WFPC-2 Imaging of a Spiral Gas Disk Surrounding the Nucleus of NGC~5252
Session 108 -- Seyfert Galaxies
Display presentation, Thursday, 12, 1995, 9:20am - 6:30pm

## [108.15] WFPC-2 Imaging of a Spiral Gas Disk Surrounding the Nucleus of NGC~5252

J.A. Morse (STScI), Z. Tsvetanov (JHU), G. Cecil (UNC-CH), A.S. Wilson (UMd)

We present HST/WFPC-2 images of the nuclear region of the Seyfert 2 galaxy NGC~5252 that reveal a spectacular morphology of the circumnuclear line-emitting gas. First, the nucleus is embedded in what appears to be a small scale ($\sim 1''$, 450 pc at 92 Mpc distance assuming $H_0 = 75$ km s$^{-1}$ Mpc$^{-1}$) nuclear disk of ionized gas seen almost edge-on. Three bright peaks separated by $\sim 0.''3$ are arranged in a straight line roughly along the galaxy major axis. The peaks are aligned just outside one of the edges of the large-scale ionization cone, perhaps even determining it. Second, the ionized circumnuclear gas within $\sim 4''$ of the nucleus extends from the small-scale disk and wraps sharply into a distinct spiral morphology, very similar to that shown by the gas disk in the M87 nucleus.

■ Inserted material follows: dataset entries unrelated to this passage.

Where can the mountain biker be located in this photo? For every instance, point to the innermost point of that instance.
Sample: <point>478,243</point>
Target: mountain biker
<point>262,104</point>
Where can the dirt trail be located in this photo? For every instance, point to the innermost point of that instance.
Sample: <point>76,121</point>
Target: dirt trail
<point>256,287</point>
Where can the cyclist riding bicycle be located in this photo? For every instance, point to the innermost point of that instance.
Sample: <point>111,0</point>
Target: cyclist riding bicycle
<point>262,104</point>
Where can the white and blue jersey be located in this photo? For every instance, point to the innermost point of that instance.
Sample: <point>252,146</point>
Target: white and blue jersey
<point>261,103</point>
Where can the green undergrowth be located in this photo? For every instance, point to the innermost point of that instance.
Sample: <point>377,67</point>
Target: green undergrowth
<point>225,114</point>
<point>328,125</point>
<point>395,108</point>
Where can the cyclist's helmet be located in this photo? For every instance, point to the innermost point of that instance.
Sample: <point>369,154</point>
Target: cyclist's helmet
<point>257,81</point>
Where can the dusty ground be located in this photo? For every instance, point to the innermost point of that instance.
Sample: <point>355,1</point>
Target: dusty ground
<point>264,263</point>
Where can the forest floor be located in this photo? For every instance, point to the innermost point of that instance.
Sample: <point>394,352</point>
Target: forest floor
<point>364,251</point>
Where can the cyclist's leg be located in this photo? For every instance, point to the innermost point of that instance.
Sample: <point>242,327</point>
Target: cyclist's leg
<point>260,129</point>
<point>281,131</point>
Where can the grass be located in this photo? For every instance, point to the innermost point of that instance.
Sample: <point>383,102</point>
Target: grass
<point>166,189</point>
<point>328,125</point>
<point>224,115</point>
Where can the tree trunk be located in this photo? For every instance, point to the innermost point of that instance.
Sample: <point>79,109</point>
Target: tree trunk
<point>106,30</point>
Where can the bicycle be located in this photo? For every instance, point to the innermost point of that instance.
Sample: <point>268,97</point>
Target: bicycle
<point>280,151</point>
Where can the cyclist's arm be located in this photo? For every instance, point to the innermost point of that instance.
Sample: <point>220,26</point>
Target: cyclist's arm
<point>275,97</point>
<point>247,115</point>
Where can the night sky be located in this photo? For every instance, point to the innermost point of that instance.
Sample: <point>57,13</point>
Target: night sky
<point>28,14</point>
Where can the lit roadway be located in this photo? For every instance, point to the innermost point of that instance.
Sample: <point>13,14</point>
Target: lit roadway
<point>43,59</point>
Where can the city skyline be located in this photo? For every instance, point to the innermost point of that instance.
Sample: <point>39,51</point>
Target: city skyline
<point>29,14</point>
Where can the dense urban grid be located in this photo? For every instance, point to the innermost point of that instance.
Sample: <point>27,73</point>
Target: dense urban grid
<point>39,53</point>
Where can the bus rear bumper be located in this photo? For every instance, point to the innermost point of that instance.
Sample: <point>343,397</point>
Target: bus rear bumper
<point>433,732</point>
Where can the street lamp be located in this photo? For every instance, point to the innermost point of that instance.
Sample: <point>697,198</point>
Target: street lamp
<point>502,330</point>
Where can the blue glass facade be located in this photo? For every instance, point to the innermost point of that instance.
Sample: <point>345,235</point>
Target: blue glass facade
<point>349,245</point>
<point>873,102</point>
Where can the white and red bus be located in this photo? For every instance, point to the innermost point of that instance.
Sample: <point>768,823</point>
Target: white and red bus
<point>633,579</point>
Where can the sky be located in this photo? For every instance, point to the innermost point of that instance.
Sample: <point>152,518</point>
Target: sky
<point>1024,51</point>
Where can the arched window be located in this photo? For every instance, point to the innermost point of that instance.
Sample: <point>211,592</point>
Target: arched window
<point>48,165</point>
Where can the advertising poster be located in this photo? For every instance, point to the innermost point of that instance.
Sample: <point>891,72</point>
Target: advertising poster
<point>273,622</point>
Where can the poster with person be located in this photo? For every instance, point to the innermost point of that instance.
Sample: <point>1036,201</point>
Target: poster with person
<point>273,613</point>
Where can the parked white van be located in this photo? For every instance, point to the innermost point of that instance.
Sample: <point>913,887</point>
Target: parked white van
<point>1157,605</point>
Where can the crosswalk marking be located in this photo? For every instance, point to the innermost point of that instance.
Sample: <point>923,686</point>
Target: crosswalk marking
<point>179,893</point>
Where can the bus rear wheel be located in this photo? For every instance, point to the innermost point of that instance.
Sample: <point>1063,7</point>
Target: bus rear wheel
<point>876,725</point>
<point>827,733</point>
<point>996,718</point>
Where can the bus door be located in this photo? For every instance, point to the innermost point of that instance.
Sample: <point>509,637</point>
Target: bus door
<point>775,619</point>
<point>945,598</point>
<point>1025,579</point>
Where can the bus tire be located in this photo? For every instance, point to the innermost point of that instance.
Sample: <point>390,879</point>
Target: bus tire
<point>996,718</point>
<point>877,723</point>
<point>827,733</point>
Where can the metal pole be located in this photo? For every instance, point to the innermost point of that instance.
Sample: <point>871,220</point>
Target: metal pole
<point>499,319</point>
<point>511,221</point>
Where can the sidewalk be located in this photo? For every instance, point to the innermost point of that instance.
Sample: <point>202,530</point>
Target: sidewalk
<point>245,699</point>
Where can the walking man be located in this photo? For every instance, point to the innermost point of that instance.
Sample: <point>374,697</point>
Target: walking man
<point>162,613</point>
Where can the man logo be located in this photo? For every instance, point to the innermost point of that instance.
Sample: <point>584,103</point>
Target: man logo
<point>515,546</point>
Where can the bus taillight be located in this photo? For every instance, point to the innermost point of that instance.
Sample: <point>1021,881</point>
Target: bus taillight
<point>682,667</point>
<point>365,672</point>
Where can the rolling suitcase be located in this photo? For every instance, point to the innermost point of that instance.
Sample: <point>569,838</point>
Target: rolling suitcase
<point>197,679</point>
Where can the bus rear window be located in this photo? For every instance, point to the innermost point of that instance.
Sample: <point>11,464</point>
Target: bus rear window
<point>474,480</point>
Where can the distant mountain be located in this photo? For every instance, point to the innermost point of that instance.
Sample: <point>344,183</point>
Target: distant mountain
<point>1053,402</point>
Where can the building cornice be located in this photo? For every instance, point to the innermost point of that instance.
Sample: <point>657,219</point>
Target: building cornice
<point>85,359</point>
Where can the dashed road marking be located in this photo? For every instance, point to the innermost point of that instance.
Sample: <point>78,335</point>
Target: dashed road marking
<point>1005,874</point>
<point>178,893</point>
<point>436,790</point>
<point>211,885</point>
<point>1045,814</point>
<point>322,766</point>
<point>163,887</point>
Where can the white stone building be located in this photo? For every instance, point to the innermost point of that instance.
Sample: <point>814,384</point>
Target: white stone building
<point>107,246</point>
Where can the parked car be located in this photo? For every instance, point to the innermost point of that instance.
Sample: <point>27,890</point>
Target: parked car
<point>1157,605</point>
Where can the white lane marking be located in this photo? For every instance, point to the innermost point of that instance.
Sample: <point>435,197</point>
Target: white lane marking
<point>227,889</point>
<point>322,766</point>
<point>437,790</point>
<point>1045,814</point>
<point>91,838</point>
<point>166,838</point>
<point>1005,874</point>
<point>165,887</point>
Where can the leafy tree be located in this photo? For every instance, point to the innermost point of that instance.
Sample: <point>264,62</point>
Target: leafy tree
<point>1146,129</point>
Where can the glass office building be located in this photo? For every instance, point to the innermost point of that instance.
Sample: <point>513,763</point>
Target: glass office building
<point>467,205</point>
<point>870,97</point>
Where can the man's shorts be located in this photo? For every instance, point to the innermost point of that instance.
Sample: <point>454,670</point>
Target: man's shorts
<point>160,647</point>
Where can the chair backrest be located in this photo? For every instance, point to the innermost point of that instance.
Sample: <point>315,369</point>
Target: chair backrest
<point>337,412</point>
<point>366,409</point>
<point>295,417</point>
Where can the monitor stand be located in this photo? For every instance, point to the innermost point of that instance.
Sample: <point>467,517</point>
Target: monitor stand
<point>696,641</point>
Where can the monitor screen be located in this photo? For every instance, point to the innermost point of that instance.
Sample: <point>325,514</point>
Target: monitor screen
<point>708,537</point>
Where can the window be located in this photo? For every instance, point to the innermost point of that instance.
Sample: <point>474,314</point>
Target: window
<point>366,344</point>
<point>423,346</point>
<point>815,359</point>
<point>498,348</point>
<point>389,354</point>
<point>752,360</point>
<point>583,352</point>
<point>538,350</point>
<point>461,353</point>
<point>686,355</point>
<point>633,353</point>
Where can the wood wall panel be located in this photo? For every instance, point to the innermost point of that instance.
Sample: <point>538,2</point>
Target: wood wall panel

We also present a two-dimensional kinematic map of the remarkable, large-scale ionization bi-cone in this galaxy obtained on the CTIO 4-m telescope with the Rutgers/CTIO Fabry-Perot spectrometer with 30 km s$^{-1}$ FWHM velocity resolution. Broad, high-velocity emission is seen near the nucleus over scales of the spiral structure that may indicate a rapidly rotating disk. On larger scales, the gas along the galaxy major axis is counter-rotating with respect to the stellar component. The gas along the ionization cone axis oscillates between $\pm 150$ km s$^{-1}$ of the systemic velocity of the galaxy, and this saw-toothed velocity field has a mirror symmetry about the nucleus. We also observe velocity gradients perpendicular to the cone axis in the extended, arcuate shells. We plot the gaseous excitation and density as a function of distance from the nucleus along the cone axis as seen in a long-slit spectrum and discuss the ionized gas distribution and emission-line characteristics in the context of the unified scheme for AGNs.

This research is supported by NASA grants to STScI and JHU.